This is a walk through of the excellent Andrej Karpathy Neural Networks: Zero to Hero video series on youtube.
I am using the conda environment 'nlpwt' for this repository.
I initially began this notebook yesterday, using docker container heuristic_kilby, but was unable to get the graphviz stuff running, so I switched to the 'nlpwt' conda environment.
Done the first video, The spelled-out intro to neural networks and backpropagation: building micrograd I am really glad I went through the process of watching this video and coding it out myself!
Starting to go through the second video The spelled-out intro to language modeling: building makemore
Continuing to go through and code the third video Building makemore Part2:MLP
Finished up the third video.
I was working through the 4th video and noticed the conda environment nlpwt is using the cpu only version of PyTorch but I want to use the gpu version of PyTorch, so I am going to conda install the gpu version ...
Hmmm ... actually, I am not gonna do that. I am going to create a new conda environment that uses PyTorch and I don't want to use docker just because I don't like those permission issues I get.
I noticed the base conda environment had PyTorch 1.12, so I pip uninstalled it, rebooted, then tried this notebook again under nlpwt, and it looks like this still works. Nice! Hmmm but I still see PyTorch '1.31.1+cu116' in the base environment! I am gonna try to also kill that ...
So I am now gonna run this stuff under docker container sad_nightingale, just because it runs fine and already has PyTorch gpu!

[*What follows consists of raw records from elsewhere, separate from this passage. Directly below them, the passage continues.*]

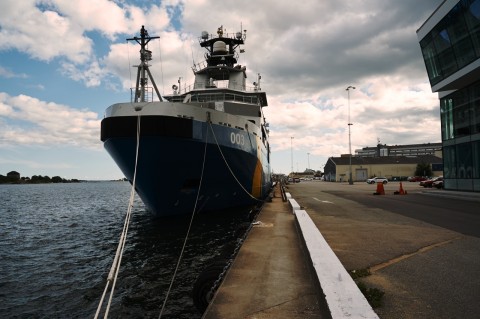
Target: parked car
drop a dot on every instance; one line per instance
(429, 182)
(417, 178)
(375, 180)
(438, 183)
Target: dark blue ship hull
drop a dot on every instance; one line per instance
(182, 159)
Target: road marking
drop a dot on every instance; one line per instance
(323, 201)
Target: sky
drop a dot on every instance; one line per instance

It's strange to see stuff runs slower on the gpu, and other stuff just does not run if we use the gpu. So I will continue doing the .to(device) stuff in the code, but will default to using torch.device('cpu').
Continuing working through "Building makemore Part 3: Activations & Gradients, BatchNorm"
Finish with "Building makemore Part 3: Activations & Gradients, BatchNorm". Soo much stuff to unpack from the video. The final code was set into makemore_part2_bn.ipynb.
Continuing with "Building makemore Part 4: Becoming a Backprop Ninja". I am getting the same results in my version of the code 'makemore_part4_backprop.ipynb' compared with when I run the Karpathy version of this code which I replicated into 'makemore_part4_backprop_Karpathy.ipynb'. The video shows all cmp results as equal but I noticed a divergence from when we calculate 'hpreact'. I am not going to try to 'fix' this.
I have been trying to understand why the makemore part 4 code runs significantly faster on the CPU than the GPU. I isolated the code I wanted to compare into the files 'makemore_part4_CPU.ipynb' and 'makemore_part4_GPU.ipynb'. The training loop in the CPU version took 10min 27s while the exact same code in the GPU version took 27min 52s. The question is WHY?!